Le résultat en est uniformité et unanimité : même manière de penser, de s’exprimer, de vivre, de se vêtir parfois.

Seul le temps, un événement - souvent difficile malheureusement - pourront constituer des brèches qui permettront de favoriser des prises de distance, des questionnements salutaires. A partir du moment où l’individu va devenir une menace - au moins supposée ou pressentie - pour le groupe, il sera rappelé à l’ordre, invité à reprendre sa place dans l’organisation, par divers moyens. Si cette voie n’atteint pas son objectif (= le bon ordre), il devra menacer, écarter, chasser, exclure l’intrus, ou mieux encore faire en sorte qu’il s’exclue. Et là encore les méthodes ne manquent pas. L’individu a toujours tort, jamais le groupe.

Dans ce type de groupe, ce n’est donc pas telle croyance ou cohérence d’ensemble qui pose question - fut-elle complètement saugrenue ! Ce n’est pas davantage telle ou telle pratique qui lui est propre - (fut-elle incivique !). Ce n’est pas encore son militantisme [7] (évident), c’est ce « totalitarisme » : la totalité groupe est toujours et nécessairement première parce que seule, elle se nourrit des individus qui l’intègrent.

Conclusion

Ces divers domaines d’observation sont autant de moyens qui peuvent donner des indices de santé, de sectarité, voire de totalitarisme d’un groupe. Mais parce que rien n’est jamais tout noir ou tout blanc, il est important d’avoir un faisceau d’indices convergents avant de dénoncer ou de bénir un groupe.

Les grandes traditions religieuses ont donné naissance au cours de leur histoire à plusieurs types de régulation, souvent en tension : texte fondateur, magistère (qui interprète le texte), la tradition (qui témoigne d’interprétations, de lectures), synodes et conciles, communautés soeurs (aînées ou jeunes), règlement intérieur ou droit interne (lieu de mémoire également). Sans vouloir imposer ces modèles de régulation, il est important de considérer ceux que tout groupe se donne.

[1] On était « secte » hier pour des raisons d’ordre doctrinal, pour cause de dissidence, de séparation d’avec un groupe majoritaire. Etait donc considéré comme « secte » par les chrétiens tout groupe qui ajoutait ou retranchait à la Bible, et tout groupe qui n’était pas en communion avec les grandes Eglises instituées.

[2] Michel HUYETTE, Les sectes et le droit, Recueil Dalloz 1999, 36(e) cahier, chronique, p.385.

[3] Il y a nous et le monde, le dedans et le dehors, le lieu de salut et le lieu de perdition.

[4] Nous empruntons cette clé de lecture à Jean VERNETTE.

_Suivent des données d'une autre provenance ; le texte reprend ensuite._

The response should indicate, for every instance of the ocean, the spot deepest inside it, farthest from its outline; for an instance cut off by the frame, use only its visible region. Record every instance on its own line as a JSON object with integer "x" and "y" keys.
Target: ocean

[5] Cela concerne les biens de la personne, sa protection sociale, sa vie et son agir, sa rémunération, son travail éventuel, le respect de sa vie intérieure, du silence, de son rythme de vie, les ’distances’ permises (par rapport à l’enseignement reçu et aux engagements vécus au sein du groupe), le temps, les médiations de recours internes au groupe, etc.

[6] Tout est en réalité instrumentalisé par ces groupes : textes sacrés, relations, histoire, média, etc.

[7] Subjectivité, rupture avec la société, adhésion volontaire du membre, autorité charismatique, exclusivisme (engagement, participation), unanimisme, unicité du mode d’engagement sont généralement les caractéristiques de tout militantisme.